However, “simple” does not necessarily mean “easy”.
Anyone who has tried to lose weight knows how hard it is to change lifestyle rhythms or habits. It is soooo difficult to pass up that extra helping, or that tempting snack. It is exhausting to submit your body to rigorous exercise and grueling to stick to disciplined daily routines.
Weight loss might be simple on paper, but it certainly is not easy.
In the same way, salvation is basically simple. You have a debt of sin that you could never repay. Jesus has paid the price in full, and offers to clear your account. You simply have to accept His gift and His Lordship in your life.

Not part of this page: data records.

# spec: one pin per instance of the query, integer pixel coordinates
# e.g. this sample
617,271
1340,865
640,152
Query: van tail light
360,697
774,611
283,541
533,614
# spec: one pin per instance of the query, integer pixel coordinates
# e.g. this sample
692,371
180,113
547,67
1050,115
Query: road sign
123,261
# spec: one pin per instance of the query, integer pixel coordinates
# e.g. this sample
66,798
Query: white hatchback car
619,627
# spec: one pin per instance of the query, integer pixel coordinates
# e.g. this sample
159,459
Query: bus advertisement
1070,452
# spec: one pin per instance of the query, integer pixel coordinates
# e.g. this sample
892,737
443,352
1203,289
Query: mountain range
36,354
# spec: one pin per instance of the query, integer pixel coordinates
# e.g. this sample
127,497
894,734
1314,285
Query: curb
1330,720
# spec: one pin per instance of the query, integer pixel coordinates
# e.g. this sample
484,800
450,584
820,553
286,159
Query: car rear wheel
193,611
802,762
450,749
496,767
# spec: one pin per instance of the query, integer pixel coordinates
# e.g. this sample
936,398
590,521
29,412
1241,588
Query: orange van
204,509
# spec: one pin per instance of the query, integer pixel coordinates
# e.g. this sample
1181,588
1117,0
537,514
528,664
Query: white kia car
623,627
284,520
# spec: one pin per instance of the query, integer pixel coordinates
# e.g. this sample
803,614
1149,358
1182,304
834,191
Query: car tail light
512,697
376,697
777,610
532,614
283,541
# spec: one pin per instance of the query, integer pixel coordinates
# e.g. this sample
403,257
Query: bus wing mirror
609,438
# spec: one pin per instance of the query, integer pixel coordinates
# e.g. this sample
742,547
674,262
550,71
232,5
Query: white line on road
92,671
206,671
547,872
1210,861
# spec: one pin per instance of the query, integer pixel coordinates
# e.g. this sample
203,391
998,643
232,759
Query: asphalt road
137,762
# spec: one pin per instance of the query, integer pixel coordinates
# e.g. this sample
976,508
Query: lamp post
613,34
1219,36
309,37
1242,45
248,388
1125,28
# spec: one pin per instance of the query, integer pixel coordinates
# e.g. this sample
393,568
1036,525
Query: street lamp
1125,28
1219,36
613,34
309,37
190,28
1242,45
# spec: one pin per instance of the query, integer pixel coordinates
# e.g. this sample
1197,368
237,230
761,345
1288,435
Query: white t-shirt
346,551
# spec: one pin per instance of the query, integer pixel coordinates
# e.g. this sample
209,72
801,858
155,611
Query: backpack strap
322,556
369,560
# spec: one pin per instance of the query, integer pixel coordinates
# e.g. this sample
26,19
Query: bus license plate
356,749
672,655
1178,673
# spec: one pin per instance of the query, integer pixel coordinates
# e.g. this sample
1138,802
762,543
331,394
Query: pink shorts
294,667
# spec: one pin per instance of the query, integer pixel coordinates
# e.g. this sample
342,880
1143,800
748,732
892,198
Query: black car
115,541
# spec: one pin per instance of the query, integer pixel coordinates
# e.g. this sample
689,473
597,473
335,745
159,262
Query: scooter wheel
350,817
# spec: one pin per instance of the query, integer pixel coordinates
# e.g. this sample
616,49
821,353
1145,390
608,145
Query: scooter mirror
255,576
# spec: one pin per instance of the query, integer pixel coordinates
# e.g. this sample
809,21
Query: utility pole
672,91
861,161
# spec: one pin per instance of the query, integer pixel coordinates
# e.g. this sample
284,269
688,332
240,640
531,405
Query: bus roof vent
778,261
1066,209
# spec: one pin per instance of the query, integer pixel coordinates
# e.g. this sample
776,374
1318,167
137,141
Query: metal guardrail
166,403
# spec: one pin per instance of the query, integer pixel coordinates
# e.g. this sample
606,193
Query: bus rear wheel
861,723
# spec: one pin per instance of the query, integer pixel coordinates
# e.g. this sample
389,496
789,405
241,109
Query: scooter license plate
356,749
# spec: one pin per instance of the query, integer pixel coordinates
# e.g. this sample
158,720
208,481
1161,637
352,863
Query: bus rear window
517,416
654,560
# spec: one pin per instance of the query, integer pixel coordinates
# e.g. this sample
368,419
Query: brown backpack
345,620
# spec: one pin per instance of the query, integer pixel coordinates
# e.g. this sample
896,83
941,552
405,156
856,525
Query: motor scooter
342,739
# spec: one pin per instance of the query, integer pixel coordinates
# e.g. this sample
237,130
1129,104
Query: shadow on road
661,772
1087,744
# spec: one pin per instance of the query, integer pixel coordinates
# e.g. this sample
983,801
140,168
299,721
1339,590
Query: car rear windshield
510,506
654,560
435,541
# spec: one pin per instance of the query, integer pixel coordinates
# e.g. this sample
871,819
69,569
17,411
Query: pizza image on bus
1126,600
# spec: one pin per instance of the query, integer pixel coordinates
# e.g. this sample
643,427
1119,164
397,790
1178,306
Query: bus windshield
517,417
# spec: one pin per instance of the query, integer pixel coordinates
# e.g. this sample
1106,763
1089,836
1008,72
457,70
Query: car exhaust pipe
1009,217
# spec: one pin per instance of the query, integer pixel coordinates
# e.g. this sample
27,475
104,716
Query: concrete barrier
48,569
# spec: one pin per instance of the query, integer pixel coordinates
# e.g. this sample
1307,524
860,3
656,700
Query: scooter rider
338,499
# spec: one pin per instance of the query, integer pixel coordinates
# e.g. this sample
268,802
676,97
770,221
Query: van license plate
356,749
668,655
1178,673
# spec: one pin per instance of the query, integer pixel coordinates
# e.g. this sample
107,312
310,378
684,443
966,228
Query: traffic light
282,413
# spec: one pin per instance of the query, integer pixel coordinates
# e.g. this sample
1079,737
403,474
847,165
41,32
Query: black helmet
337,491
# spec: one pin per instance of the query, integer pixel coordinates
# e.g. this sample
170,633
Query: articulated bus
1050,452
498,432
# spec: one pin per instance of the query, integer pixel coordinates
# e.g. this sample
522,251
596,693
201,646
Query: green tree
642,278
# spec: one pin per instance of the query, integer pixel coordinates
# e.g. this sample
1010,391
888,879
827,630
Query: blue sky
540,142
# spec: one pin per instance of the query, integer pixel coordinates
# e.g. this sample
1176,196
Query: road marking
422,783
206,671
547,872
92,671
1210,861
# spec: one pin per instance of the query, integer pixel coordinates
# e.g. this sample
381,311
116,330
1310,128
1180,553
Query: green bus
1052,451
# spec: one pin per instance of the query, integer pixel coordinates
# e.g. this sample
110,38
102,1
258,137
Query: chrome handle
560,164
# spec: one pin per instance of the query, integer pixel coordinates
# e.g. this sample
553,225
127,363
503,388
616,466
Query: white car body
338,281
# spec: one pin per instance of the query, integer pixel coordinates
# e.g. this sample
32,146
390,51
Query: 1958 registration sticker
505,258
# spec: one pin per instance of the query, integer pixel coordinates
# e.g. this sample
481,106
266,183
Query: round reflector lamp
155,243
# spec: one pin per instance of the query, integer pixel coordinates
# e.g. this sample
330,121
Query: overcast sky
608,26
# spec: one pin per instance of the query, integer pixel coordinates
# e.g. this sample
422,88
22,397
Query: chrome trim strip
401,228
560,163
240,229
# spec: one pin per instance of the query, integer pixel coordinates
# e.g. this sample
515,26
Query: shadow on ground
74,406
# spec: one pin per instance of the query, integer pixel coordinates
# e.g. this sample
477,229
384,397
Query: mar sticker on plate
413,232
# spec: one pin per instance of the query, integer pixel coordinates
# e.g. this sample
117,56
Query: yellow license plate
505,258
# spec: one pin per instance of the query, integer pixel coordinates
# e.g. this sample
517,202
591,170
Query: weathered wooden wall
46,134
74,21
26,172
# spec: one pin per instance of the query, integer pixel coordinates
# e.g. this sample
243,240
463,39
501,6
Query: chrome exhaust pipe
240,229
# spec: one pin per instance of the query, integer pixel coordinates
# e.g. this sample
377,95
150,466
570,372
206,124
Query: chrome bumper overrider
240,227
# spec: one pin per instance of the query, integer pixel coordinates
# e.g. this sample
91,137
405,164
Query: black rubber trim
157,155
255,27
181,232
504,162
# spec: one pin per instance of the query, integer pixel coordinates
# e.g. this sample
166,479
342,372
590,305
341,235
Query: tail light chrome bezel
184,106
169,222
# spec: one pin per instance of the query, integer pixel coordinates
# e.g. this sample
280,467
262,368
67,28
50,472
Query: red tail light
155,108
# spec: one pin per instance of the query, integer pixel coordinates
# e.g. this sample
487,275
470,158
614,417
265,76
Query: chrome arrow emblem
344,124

But there is nothing easy about the Christian walk. The dying to self, the denial of fleshly desires, the breaking and bending of the will to the Spirit’s control. None of this comes naturally. But it must be done, intentionally and regularly. Besides that, the world will heap us with abuse once it sees we are trying to do things differently, not living by its norms and standards.
The basics of salvation might be simple to grasp, but living it out on a daily basis is probably one of the hardest things a person can do.
We do a great disservice, I fear, when we minimize the cost of following Christ. When we promise a primrose-strewn path, leading not only to future Glory, but also to heaven here on earth. We mislead others if we do not prepare them for the rocky road ahead.
Of course we do not walk this path alone. We need not strive and strain in our own strength. We have a Helper always available to us. In fact, He is eager to do most of the work if we will just submit to His control. It’s that simple. But not that easy.